V Cool T-shirt: Codierung Gedanken
Designed a T-shirt that I’m unreasonably pleased with. It’s inspired by Heinrich Heine’s Nachtgedanken — “Night Thoughts” — which is a poem about lying awake at night, unable to sleep because your mind won’t shut up about Germany. Every coder knows that feeling, except replace “Germany” with “that bug in the sprite multiplexer that only triggers on badline 51.”
The Adaptation
The original poem opens with Heine being kept awake by thoughts of his homeland. I reworked it into:
Thinking of Coding in the eventide,
I am of my sleep deprived.
Below the text there’s a pseudo-code visual representation — a nod to programming logic rendered as a visual pattern. The whole thing looks like something between a concert T-shirt and an obscure European art print, which is exactly the aesthetic I was going for.
The Coder’s Insomnia Problem
This is painfully autobiographical. Working on Parallaxian and Deep Winter simultaneously means there’s always some unresolved coding problem rattling around in my head at 2am. You close the assembler, you step away from the monitor, you get into bed — and your brain immediately starts optimising that IRST chain you were struggling with earlier. Or you suddenly realise why your NMI handler is dropping sprites on the third multiplex pass. Or you spot the off-by-one error in your scroll offset calculation that’s been causing that single-pixel glitch for weeks.
The worst part is that the 3am revelations are usually correct.

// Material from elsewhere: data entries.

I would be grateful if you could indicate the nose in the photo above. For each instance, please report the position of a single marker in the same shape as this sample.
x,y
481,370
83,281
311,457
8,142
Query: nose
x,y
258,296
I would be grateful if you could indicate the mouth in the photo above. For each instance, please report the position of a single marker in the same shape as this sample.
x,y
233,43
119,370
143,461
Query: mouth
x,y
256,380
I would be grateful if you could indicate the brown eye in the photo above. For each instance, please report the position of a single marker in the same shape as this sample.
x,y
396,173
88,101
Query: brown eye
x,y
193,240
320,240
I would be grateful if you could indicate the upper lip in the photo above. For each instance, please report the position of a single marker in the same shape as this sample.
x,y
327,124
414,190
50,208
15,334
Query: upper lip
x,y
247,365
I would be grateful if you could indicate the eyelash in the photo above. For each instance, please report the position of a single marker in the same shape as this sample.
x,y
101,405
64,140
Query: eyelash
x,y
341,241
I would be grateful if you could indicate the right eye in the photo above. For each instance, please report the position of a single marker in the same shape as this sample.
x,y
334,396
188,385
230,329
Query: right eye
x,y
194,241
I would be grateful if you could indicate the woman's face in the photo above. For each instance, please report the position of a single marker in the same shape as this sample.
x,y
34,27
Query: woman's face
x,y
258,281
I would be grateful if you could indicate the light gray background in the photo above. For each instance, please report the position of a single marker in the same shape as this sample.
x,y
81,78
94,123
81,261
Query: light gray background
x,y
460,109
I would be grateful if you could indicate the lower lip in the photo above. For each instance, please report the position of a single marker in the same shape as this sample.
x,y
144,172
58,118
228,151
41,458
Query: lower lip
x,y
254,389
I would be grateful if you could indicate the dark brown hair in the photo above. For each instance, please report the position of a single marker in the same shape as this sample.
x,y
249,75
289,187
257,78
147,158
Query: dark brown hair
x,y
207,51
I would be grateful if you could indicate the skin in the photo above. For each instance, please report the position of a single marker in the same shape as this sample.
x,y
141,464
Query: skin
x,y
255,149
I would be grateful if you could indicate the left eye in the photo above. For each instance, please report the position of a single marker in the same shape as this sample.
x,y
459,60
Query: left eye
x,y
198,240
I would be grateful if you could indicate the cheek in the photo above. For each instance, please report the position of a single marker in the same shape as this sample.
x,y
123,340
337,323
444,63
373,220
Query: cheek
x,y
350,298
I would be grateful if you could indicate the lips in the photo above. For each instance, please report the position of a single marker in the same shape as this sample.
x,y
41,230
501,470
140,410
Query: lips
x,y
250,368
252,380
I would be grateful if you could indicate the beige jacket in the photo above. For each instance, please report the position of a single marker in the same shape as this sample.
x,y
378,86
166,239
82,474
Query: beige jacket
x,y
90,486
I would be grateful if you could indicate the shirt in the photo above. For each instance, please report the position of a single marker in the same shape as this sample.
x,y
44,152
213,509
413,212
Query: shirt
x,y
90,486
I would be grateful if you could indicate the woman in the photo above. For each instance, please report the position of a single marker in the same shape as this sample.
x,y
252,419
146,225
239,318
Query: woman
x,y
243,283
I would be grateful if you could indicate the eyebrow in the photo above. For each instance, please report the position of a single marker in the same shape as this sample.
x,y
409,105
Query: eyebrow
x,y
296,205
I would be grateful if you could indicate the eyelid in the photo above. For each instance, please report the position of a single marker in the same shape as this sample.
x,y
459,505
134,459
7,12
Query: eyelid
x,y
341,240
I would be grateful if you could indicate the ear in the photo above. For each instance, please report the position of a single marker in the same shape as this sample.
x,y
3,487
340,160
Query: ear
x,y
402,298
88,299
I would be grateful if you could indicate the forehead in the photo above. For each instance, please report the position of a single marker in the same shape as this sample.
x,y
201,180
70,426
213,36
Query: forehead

So you can’t just dismiss them and go to sleep. You have to get up, scribble the fix on a notepad (or, let’s be honest, fire up the assembler again), and then try to sleep with the smug satisfaction of having solved the problem but the certain knowledge that there are fifteen more waiting for tomorrow night.
Heine had it easy. At least Germany wasn’t going to crash with a blank screen if he got the raster timing wrong.